We found that giant cell tumor represented a considerable proportion of bone tumors. Giant cell tumors primarily appeared in the long bones of the lower limb in patients 10 to 40 years of age. Giant cell tumor previously was considered to be benign, but recurrence after excision has been reported in 20% to 50% of patients, with 10% of cases becoming malignant upon recurrence18,19. Histologically benign giant cell tumor rarely occurs in cases of lung metastases20. Therefore, giant cell tumor has been classified as intermediate since the latest WHO 2013 classification10. Although the first choice of treatment is curettage followed by filling with bone cement21,22 and additional treatment with adjuvants, the rate of recurrence is still high1,18. Chemotherapy with denosumab, a monoclonal antibody that inhibits the osteoclastic activity of giant cell tumor, recently has emerged as another choice of treatment21. Active treatments are necessary in cases of giant cell tumor because of the risk of recurrence and malignant metastasis; however, the safety of long-term denosumab use has not yet been reported23, although it was approved for use in giant cell tumor treatment in Japan in May 201424. We will continue to carefully observe the cases of giant cell tumor and the associated characteristics.
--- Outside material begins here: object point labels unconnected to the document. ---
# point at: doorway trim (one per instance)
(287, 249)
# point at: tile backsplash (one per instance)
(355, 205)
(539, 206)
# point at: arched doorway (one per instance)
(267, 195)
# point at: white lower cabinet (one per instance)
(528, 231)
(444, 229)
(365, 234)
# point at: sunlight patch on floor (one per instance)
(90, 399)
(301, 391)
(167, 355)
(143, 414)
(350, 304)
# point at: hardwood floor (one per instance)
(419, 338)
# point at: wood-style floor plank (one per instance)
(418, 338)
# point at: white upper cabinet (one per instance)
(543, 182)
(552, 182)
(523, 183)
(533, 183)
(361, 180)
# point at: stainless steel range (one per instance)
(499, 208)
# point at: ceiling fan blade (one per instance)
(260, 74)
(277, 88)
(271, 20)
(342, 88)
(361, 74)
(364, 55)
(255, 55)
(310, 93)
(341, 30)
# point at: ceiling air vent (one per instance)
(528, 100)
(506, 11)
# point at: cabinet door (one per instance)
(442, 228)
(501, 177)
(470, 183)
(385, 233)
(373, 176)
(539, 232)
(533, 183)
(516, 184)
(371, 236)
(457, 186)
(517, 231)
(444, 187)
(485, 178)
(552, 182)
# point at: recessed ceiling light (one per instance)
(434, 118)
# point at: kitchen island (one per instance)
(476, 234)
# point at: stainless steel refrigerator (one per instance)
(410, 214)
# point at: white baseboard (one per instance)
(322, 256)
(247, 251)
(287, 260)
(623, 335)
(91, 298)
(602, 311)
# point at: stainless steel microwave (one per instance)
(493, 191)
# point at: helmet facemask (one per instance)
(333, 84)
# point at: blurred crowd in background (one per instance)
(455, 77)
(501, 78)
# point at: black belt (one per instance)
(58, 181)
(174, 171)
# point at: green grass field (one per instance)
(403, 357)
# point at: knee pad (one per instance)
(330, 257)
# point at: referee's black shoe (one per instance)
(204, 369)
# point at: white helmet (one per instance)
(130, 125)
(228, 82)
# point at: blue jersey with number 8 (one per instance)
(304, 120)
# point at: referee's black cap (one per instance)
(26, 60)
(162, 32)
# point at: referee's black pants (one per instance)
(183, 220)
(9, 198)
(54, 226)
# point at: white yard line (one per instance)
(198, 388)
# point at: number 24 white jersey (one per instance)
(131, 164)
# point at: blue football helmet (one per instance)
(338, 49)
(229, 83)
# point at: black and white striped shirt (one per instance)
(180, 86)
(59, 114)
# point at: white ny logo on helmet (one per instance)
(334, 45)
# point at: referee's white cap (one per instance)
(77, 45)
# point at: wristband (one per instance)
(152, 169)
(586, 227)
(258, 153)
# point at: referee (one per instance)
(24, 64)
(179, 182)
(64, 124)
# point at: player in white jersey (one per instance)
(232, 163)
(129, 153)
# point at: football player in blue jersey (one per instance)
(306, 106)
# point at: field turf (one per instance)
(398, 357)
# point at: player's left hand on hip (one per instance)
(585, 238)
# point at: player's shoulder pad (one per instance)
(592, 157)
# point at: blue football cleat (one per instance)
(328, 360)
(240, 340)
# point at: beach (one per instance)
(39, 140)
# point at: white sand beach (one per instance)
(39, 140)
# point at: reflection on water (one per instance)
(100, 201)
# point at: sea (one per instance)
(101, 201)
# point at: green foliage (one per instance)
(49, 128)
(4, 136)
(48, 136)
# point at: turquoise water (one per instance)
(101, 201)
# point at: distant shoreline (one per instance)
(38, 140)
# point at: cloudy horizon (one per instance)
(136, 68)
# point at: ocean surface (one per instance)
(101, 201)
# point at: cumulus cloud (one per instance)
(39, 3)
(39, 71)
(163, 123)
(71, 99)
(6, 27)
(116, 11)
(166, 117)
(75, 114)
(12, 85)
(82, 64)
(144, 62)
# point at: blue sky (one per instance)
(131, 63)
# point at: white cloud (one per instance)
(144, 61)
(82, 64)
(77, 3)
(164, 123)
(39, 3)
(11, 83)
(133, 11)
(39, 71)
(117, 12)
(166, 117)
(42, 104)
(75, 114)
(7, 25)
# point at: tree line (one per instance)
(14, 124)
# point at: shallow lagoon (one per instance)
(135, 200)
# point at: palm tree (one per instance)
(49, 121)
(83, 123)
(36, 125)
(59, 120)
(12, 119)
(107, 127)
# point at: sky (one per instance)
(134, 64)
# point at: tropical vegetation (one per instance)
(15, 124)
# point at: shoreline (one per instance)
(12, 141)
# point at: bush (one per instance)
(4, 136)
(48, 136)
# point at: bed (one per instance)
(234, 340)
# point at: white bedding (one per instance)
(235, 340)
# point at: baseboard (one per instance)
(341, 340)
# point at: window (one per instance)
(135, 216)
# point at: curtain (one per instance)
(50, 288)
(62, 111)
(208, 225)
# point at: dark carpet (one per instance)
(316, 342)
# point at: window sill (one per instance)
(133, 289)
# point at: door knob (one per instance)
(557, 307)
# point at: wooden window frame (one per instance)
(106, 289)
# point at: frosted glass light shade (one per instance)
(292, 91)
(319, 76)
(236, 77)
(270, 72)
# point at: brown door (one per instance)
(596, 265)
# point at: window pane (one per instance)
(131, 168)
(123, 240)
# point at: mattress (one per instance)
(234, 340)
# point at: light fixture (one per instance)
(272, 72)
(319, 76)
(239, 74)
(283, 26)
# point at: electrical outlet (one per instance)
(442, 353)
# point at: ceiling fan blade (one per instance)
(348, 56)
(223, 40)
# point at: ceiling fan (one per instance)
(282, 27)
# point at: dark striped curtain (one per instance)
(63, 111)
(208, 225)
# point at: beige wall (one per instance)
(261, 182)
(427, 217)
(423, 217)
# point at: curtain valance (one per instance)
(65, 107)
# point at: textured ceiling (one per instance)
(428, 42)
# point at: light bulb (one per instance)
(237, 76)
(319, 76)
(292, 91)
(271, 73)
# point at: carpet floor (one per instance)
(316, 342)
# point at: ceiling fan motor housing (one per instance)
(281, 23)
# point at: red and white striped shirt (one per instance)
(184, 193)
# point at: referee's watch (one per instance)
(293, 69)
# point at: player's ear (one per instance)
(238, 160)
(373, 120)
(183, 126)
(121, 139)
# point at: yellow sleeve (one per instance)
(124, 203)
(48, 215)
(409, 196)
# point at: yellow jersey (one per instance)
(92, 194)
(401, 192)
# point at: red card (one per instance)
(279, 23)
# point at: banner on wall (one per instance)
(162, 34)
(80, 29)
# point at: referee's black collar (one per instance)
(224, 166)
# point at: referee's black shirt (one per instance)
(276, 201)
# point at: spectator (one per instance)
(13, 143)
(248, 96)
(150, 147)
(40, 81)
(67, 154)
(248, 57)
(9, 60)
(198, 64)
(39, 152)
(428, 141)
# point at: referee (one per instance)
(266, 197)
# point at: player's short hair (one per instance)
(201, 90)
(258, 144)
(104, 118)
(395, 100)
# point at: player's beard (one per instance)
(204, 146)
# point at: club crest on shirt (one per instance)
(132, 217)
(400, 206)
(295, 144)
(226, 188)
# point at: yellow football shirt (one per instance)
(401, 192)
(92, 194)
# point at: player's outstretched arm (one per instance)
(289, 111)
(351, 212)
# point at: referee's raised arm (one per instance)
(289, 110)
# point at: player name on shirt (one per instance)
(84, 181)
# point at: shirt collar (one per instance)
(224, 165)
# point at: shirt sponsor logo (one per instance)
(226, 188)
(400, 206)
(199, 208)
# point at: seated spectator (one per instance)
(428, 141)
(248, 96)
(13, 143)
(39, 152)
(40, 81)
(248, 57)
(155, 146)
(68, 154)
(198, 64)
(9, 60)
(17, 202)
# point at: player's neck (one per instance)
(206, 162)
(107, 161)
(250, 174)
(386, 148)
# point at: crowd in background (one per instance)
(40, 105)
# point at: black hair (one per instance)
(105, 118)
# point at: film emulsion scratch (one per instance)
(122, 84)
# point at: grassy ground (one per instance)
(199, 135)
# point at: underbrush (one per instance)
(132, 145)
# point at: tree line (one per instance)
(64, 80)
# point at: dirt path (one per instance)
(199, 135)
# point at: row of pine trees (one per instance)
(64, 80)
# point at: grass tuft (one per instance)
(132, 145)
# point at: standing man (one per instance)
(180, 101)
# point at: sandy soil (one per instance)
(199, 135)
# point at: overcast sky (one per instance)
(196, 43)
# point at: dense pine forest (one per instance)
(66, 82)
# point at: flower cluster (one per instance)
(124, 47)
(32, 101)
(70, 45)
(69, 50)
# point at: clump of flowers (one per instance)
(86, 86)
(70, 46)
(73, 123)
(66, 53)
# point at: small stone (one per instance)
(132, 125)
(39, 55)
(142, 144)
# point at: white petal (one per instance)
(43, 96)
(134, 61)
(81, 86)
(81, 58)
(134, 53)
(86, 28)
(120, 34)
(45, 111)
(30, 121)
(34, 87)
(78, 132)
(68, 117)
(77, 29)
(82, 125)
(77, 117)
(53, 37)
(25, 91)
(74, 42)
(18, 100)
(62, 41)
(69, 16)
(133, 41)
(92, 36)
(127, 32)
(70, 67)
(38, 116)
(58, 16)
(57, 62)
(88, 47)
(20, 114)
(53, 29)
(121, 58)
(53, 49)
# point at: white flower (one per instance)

The present study had several limitations. First, our data were based on patients with tumors that had been resected during surgery or biopsy and registered in the Hiroshima Tumor Tissue Registry. Patients who did not undergo therapeutic or diagnostic resection were not registered in the database. According to Cancer Incidence in Five Continents, the incidence of malignant bone tumors in Hiroshima City from 1978 to 1999 and the rate in Hiroshima Prefecture per 100,000 population in the period 2003 to 2007 were reported to be 0.5 to 0.8 for males and 0.4 to 0.6 for females9,25-29; in comparison, the registration rates per 100,000 population for malignant bone tumor in the Hiroshima Tumor Tissue Registry were 0.35 to 0.56 for males and 0.30 to 0.48 for females. Second, we observed 2,542 benign bone tumors over a period of 40 years; however, this number is most likely an underestimation because the majority of benign bone tumors are asymptomatic30 and are not usually detected or resected for diagnosis. Conventional radiology such as radiographs, computed tomography, and magnetic resonance imaging are used to diagnose chondroid tumors1. Among the benign bone tumors registered in the Hiroshima Tumor Tissue Registry and diagnosed after 1993, 95.6% were in patients who underwent surgery.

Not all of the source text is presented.